TurnTrout comments on Disentangling Corrigibility: 2015-2021

TurnTrout 5 Apr 2021 15:03 UTC
LW: 10 AF: 5
AF
where these people feel the need to express their objections even before reading the full paper itself
I’d very much like to flag that my comment isn’t meant to judge the contributions of your full paper. My comment was primarily judging your abstract and why it made me feel weird/hesitant to read the paper. The abstract is short, but it is important to optimize so that your hard work gets the proper attention!
(I had about half an hour at the time; I read about 6 pages of your paper to make sure I wasn’t totally off-base, and then spent the rest of the time composing a reply.)

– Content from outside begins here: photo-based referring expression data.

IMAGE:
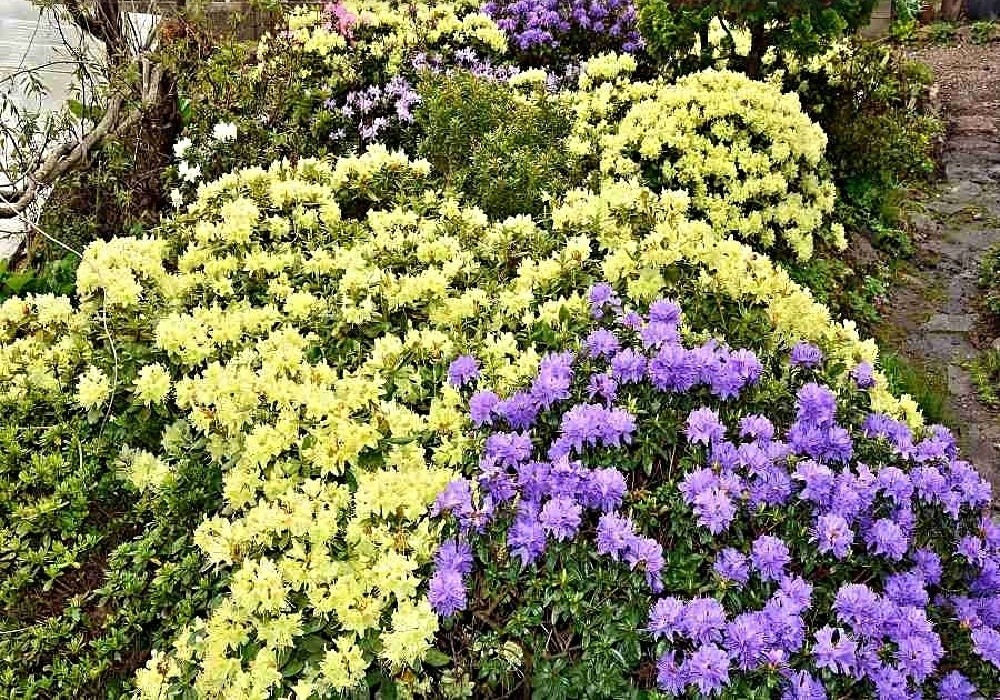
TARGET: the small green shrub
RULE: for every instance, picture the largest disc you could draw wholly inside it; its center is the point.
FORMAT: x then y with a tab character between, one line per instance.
928	388
942	33
985	371
984	32
904	31
989	280
490	144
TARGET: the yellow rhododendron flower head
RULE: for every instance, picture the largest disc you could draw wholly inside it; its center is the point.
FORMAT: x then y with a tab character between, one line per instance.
747	155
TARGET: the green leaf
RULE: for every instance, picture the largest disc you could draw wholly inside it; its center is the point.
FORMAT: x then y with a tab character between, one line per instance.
437	658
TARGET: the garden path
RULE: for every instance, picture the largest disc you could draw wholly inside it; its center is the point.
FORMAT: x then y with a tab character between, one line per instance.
934	312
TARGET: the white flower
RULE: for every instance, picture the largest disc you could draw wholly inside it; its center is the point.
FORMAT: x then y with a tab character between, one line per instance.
180	148
187	172
224	131
176	198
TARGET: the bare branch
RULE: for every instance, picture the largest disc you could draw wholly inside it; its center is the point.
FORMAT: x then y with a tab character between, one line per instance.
16	197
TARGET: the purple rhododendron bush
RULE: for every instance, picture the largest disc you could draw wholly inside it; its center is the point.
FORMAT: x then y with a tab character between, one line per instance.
660	509
492	350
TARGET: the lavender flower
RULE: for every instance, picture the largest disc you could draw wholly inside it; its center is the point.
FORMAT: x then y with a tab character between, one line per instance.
833	535
704	426
463	370
446	592
666	618
986	643
838	656
955	686
806	355
560	517
481	407
732	565
864	375
703	620
769	556
707	669
602	343
615	534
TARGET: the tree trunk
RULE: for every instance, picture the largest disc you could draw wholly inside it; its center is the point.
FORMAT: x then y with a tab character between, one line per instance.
758	47
951	10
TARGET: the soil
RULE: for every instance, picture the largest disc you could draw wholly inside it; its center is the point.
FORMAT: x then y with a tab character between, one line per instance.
934	317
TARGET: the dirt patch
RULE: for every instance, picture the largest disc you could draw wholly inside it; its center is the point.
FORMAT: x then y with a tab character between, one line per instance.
934	316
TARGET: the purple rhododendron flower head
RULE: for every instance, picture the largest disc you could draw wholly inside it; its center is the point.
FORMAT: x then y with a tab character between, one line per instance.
707	669
520	410
887	538
665	311
986	643
801	685
481	407
631	320
655	334
602	386
463	370
446	592
602	343
601	296
816	404
758	427
745	640
673	369
666	618
615	534
526	538
703	620
714	508
955	686
604	489
861	609
670	676
510	449
769	556
833	535
864	375
732	565
455	499
628	367
560	517
454	555
704	426
836	655
806	355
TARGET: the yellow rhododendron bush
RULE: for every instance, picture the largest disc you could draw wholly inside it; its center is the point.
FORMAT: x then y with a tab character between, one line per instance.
748	156
293	330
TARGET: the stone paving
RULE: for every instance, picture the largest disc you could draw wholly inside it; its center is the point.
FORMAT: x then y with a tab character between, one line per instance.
934	311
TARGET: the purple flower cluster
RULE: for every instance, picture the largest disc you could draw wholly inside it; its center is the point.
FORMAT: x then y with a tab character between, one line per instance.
748	641
536	25
377	108
878	632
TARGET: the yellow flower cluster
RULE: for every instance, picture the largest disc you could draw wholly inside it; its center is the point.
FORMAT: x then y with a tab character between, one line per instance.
386	34
305	348
745	152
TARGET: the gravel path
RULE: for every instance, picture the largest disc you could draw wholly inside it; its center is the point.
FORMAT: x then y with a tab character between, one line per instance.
934	312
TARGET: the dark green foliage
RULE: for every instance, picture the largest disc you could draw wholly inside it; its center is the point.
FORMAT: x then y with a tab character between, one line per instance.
927	387
801	28
989	280
485	142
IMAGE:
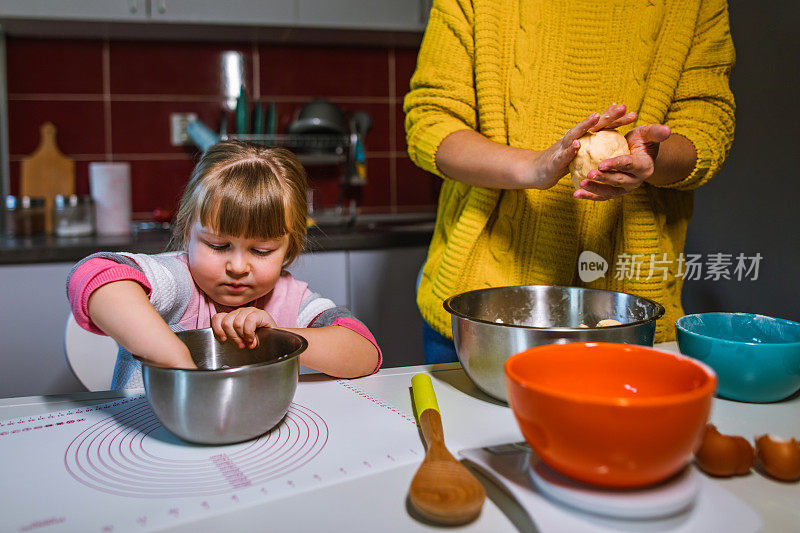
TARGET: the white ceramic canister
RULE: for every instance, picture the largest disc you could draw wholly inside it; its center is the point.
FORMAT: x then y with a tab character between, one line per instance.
110	185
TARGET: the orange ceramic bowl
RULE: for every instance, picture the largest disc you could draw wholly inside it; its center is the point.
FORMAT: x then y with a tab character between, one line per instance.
611	415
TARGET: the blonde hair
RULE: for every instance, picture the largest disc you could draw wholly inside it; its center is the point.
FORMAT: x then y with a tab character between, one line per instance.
246	191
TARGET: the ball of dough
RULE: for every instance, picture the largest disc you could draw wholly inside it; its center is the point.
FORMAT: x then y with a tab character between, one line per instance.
596	147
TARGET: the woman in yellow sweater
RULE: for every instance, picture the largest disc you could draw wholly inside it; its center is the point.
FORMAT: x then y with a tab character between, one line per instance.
498	83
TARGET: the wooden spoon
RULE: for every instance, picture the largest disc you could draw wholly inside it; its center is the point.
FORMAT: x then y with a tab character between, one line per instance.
442	490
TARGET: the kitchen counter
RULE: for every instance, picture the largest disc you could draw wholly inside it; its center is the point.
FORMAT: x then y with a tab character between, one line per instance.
362	233
377	502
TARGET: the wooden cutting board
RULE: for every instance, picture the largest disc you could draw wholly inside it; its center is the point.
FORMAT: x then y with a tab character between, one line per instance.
47	172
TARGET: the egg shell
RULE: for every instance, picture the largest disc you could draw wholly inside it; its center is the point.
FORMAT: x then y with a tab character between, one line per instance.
779	458
724	455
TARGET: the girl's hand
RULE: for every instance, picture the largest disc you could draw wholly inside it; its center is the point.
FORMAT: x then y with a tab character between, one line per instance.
620	175
240	325
553	163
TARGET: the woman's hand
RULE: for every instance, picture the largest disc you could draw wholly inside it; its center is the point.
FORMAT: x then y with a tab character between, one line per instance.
622	174
551	164
240	325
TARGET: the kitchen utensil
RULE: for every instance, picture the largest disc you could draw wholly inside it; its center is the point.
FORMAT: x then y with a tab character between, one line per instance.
756	357
490	325
687	502
110	185
202	135
319	116
442	490
515	463
271	126
47	172
242	114
25	216
607	414
234	395
73	216
258	119
360	123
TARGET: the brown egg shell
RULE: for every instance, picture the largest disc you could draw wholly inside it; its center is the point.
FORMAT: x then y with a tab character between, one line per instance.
724	455
779	458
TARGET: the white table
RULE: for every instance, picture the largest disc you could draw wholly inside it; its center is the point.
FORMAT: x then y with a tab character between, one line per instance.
471	419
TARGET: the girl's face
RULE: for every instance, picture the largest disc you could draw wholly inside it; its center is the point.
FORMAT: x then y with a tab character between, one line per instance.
234	271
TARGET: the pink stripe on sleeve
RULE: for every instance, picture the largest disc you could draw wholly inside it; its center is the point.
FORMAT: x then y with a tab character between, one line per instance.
92	275
361	329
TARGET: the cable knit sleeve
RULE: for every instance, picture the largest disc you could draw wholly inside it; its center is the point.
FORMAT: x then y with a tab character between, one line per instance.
442	97
703	107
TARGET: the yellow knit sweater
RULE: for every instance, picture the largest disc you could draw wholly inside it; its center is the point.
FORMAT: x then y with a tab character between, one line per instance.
523	73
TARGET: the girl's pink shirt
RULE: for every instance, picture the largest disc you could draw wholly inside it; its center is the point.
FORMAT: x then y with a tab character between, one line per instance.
282	303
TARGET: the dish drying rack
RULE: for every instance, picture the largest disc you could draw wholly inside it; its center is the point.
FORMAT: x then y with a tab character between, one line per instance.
310	149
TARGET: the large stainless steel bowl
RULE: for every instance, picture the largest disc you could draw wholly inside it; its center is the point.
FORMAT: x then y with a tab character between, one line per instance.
234	395
490	325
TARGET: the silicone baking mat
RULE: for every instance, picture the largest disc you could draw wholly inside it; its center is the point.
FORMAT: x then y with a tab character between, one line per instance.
113	467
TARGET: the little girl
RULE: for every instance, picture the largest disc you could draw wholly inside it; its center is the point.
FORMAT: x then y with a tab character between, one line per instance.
241	222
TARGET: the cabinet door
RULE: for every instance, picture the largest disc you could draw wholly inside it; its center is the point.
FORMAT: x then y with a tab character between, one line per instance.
383	296
121	10
35	312
250	12
404	15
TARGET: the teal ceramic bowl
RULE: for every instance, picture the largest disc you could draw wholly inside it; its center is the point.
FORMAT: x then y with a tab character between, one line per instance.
756	357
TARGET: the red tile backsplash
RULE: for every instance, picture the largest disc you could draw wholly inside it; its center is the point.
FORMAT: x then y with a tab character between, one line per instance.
54	66
415	187
80	126
171	68
324	71
405	63
144	127
112	100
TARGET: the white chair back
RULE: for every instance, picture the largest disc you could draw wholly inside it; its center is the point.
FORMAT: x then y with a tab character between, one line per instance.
91	357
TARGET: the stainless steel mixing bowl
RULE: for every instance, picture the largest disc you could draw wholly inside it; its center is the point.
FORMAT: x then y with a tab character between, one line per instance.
490	325
234	395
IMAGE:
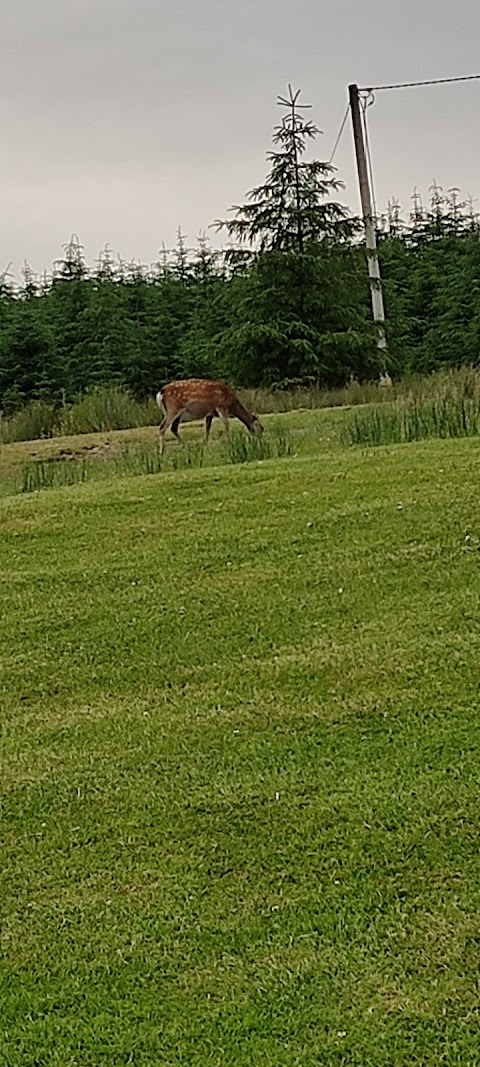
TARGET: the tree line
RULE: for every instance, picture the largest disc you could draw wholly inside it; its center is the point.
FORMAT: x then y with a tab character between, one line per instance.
286	302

Specifically, you are both not objecting to the actual contents of the paper, you are taking time to offer somewhat pre-emptive criticism based on a strong prior you have about what the contents of that paper will have to be.
Alex, you are even making rhetorical moves to maintain your strong prior in the face of potentially conflicting evidence:
“That said, the rest of this comment addresses your paper as if it’s proving claims about intuitive-corrigibility.”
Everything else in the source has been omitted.